Naturalmente, un governo prudente che vuole tutelare i conti pubblici non farebbe tutto in un colpo, ma sarebbe più graduale nel suo approccio. L’idea di affrontare la questione della flat tax in diverse fasi, indicata ieri da Alberto Bagnai, possibile sottosegretario al ministero dell’Economia, va in questa direzione. Il leghista ha detto che c’è «un accordo sul fatto di far partire la fiat tax sui redditi di impresa a partire dall’anno prossimo. Il primo anno per le imprese e poi a partire dal secondo anno si prevede di applicarla alle famiglie». Comunque, complessivamente, il costo della flat tax, anche se fosse introdotta in due tempi, ammonterebbe ad almeno 50 miliardi all’anno, in termini di mancato gettito al Fisco. Ci sono cose più efficaci che costano meno. Con 5-10 miliardi all’anno si potrebbe rimettere in campo la detassazione delle assunzioni per giovani, esodati e donne. Con 7 miliardi di euro si potrebbe ridurre l’Irap di un terzo. Con circa 12 miliardi si potrebbero ridurre di 4 punti le due aliquote intermedie dell’Irpef.

Un economista come il professor Tria dovrebbe avere come obiettivo la riduzione della pressione fiscale, ma accanto a una politica che mira a stimolare la crescita e la domanda. Aumentare l’Iva per finanziare parzialmente la flat tax, il reddito di cittadinanza (17 miliardi) o la quota 100 (10-15 miliardi) potrebbe funzionare, ma avrebbe un effetto recessivo sui consumi. L’aumento dell’Iva, in ogni caso, coprirebbe soltanto una parte di una delle misure che il nuovo governo vuole introdurre. E il resto?
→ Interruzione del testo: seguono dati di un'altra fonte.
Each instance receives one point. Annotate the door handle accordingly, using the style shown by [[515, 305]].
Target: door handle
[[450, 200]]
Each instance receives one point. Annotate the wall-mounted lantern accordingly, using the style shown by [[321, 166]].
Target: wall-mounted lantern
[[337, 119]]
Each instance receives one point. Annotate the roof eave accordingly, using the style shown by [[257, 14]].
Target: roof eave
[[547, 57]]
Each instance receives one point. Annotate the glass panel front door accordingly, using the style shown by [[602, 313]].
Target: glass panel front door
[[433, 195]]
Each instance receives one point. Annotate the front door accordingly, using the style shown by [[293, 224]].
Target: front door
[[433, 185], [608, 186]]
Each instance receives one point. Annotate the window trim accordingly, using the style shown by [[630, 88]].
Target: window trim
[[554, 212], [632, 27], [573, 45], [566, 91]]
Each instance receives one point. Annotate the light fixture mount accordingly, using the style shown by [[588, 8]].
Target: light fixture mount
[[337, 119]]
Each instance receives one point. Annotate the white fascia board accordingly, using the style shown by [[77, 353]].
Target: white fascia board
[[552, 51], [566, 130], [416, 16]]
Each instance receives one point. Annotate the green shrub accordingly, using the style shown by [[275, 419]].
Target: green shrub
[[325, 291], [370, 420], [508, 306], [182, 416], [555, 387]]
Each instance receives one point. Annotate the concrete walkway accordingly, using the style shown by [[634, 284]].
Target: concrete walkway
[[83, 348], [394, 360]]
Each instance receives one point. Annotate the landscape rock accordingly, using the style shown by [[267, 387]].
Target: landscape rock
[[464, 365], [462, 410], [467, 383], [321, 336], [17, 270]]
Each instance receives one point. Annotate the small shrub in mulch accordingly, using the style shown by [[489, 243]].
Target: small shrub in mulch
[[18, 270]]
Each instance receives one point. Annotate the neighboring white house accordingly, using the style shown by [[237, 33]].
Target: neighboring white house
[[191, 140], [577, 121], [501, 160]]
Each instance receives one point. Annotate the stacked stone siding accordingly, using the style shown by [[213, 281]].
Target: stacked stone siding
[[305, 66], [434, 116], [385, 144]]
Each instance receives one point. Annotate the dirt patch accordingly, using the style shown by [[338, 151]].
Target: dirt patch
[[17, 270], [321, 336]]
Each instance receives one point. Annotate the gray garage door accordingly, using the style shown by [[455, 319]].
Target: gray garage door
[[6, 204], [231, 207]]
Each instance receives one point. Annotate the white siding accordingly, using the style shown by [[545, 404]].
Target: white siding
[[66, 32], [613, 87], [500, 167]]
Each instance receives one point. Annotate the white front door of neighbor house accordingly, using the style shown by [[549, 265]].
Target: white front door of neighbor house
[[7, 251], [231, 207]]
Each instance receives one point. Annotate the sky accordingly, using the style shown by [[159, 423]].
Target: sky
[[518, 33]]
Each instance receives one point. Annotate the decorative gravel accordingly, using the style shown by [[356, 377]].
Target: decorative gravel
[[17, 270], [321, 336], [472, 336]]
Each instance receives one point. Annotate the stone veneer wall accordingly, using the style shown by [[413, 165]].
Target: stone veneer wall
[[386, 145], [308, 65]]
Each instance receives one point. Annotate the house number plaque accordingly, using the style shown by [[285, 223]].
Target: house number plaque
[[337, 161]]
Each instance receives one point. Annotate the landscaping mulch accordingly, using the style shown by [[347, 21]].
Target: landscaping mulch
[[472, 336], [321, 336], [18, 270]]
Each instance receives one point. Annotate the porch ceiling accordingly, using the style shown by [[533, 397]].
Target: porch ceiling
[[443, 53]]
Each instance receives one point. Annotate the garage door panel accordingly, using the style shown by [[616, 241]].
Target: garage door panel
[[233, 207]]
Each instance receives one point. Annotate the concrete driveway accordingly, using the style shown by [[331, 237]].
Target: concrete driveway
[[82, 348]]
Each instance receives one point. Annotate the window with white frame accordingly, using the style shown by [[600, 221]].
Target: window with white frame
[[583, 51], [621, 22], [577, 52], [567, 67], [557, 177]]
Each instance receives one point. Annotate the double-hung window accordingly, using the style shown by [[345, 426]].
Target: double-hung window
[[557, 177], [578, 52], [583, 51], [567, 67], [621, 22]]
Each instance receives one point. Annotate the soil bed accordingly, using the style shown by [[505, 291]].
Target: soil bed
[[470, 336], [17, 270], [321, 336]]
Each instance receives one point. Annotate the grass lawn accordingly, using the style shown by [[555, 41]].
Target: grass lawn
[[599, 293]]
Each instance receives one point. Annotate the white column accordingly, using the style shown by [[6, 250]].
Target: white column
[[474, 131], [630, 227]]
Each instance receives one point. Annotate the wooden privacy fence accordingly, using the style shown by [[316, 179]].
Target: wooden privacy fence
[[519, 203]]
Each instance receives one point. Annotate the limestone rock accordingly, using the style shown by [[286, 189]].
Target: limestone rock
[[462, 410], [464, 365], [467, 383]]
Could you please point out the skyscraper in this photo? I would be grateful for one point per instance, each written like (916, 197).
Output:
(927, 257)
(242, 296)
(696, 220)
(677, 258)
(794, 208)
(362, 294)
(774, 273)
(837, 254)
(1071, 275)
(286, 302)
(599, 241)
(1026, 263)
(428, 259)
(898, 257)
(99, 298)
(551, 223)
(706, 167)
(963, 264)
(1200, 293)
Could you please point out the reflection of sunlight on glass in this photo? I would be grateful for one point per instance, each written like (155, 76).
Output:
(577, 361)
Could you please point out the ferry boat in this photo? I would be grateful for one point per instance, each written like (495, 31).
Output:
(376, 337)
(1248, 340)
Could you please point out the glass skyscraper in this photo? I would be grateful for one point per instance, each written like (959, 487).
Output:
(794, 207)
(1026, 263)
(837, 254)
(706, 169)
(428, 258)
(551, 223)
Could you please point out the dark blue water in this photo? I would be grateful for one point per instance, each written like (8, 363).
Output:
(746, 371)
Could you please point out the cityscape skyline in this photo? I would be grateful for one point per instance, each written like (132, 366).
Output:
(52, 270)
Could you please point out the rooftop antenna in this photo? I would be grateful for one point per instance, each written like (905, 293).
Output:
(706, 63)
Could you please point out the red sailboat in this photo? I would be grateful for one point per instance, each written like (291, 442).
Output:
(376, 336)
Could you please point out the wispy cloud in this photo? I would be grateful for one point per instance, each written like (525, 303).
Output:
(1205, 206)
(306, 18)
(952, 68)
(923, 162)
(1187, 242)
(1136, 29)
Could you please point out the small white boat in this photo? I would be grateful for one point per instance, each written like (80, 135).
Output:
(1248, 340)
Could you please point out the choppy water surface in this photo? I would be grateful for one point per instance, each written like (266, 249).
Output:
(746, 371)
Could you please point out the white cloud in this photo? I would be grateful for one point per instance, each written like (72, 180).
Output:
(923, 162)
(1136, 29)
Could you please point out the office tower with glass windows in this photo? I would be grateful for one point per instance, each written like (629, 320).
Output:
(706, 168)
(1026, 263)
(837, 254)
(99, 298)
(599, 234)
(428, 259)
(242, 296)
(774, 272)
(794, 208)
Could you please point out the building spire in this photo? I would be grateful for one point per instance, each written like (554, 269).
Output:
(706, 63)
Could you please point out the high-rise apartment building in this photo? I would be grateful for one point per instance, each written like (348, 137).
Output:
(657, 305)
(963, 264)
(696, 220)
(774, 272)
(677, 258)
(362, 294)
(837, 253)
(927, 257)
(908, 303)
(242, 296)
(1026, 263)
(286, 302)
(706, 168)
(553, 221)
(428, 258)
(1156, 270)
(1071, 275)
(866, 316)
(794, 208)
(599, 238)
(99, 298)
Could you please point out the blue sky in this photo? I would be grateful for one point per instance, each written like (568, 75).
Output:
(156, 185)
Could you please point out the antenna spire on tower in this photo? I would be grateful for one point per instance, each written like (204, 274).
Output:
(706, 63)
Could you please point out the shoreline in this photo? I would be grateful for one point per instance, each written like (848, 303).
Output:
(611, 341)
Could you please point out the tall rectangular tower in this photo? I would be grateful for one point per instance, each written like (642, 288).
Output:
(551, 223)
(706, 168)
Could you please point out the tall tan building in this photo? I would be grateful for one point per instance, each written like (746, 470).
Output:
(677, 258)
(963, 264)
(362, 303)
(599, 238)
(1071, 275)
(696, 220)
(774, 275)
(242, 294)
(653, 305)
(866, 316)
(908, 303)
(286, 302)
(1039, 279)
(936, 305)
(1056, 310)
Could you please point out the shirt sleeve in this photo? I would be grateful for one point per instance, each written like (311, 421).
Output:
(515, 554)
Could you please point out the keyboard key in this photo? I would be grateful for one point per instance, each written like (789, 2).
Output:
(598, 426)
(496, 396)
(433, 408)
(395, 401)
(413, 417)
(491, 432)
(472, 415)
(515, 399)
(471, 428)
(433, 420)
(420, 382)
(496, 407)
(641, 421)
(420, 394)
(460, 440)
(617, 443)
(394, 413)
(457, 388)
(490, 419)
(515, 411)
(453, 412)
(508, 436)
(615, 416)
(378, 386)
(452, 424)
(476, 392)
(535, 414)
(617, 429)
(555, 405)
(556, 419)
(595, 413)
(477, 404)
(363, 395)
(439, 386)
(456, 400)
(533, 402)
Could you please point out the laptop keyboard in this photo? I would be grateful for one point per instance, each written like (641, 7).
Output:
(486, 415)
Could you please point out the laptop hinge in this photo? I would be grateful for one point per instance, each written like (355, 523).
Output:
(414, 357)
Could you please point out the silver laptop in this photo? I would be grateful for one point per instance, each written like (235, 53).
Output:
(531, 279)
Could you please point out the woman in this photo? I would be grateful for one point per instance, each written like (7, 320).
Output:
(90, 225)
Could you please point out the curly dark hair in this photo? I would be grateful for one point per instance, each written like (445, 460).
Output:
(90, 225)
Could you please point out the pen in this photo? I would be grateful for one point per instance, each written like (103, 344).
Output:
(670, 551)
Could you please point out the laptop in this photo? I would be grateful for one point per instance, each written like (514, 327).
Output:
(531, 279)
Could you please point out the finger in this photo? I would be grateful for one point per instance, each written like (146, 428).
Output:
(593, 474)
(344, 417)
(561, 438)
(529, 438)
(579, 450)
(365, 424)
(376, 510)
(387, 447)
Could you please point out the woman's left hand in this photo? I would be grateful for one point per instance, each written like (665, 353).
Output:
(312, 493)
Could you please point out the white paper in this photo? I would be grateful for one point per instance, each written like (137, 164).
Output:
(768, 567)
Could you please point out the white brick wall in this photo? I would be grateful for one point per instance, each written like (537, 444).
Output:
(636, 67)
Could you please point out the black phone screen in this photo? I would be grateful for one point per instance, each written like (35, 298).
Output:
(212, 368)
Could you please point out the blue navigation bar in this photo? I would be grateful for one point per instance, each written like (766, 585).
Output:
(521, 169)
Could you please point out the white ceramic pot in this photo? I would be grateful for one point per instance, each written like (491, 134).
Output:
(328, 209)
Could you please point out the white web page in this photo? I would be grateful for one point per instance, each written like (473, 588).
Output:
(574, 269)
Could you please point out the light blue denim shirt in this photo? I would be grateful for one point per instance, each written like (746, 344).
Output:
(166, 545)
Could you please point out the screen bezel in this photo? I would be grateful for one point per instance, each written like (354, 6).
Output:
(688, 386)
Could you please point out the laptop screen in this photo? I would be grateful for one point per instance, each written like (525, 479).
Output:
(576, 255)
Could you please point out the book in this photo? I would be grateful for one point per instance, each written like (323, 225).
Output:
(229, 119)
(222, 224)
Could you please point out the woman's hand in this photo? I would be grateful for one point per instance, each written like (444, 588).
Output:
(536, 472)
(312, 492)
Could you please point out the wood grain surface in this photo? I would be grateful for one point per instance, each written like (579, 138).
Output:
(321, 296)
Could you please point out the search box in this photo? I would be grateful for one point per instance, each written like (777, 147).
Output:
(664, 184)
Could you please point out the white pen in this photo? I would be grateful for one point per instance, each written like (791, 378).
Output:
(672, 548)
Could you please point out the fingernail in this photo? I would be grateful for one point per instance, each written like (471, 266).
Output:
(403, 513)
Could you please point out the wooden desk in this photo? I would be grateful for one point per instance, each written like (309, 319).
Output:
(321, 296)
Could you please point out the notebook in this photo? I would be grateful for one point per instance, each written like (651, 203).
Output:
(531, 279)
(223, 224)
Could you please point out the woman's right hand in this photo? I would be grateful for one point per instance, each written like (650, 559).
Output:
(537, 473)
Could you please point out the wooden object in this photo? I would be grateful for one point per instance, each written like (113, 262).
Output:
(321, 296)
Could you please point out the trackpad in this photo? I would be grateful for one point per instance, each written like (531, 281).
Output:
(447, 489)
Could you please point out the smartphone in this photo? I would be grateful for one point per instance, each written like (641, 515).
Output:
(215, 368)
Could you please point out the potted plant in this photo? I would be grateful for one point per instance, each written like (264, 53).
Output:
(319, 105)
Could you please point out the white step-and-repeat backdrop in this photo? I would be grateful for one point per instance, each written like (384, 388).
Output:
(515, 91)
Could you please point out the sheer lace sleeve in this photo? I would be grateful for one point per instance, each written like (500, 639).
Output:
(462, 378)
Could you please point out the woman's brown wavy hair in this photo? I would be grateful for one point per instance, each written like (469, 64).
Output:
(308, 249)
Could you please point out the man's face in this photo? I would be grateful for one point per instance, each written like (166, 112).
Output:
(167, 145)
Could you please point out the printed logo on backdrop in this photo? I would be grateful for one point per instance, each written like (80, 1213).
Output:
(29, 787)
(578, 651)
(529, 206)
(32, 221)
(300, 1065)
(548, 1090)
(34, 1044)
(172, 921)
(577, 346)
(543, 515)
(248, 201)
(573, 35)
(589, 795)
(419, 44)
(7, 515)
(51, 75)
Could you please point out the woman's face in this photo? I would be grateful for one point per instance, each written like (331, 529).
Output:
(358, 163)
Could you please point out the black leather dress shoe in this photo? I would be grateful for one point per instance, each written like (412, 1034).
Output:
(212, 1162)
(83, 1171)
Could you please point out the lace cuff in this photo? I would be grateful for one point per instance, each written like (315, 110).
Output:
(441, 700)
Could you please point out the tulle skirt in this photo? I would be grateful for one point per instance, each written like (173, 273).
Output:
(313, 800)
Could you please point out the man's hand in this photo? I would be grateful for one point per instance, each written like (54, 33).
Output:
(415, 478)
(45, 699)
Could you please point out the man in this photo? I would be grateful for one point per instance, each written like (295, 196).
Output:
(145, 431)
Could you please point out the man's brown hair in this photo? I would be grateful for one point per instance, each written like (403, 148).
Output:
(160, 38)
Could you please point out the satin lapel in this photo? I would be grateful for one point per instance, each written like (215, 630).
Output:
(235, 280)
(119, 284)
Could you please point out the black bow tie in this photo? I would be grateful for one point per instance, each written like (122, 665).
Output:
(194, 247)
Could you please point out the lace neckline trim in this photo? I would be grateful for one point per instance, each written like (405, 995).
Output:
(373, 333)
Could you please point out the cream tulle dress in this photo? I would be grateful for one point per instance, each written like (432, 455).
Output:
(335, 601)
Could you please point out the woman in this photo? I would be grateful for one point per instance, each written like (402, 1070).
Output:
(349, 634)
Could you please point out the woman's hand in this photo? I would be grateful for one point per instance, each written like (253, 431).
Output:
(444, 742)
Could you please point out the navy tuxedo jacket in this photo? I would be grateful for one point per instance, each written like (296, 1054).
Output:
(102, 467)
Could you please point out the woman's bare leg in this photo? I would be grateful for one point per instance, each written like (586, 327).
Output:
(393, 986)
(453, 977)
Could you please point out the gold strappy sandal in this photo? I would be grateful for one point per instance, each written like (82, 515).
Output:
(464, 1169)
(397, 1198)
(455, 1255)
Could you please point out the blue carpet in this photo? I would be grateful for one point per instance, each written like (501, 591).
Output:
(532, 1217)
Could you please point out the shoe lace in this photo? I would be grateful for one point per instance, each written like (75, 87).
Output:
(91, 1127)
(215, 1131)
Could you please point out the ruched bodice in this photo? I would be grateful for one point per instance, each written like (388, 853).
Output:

Certo, l’arte di governare consiste proprio nella capacità di allocare risorse scarse e trovare le coperture perle priorità della politica economica. Bisogna capire, ed è questo il punto, se il nuovo governo cercherà di realizzare il suo programma in modo immediato o in via graduale, attraverso una serie di fasi temporali, spalmando e diluendo i costi.

Il governo deve decidere se vuole andare in Europa e davanti ai mercati mondiali con la faccia tosta e un atteggiamento menefreghista, o con il senso di responsabilità che richiede la tutela dei conti pubblici, visto che l’Italia è un Paese che ha in valigia 2.300 miliardi di debiti.

O si flirta con il rischio, senza preoccuparsi delle coperture e portando il Paese allo sfascio, o ci si conforma a un pragmatico senso del gradualismo. Laboratorio Italia. Coming soon.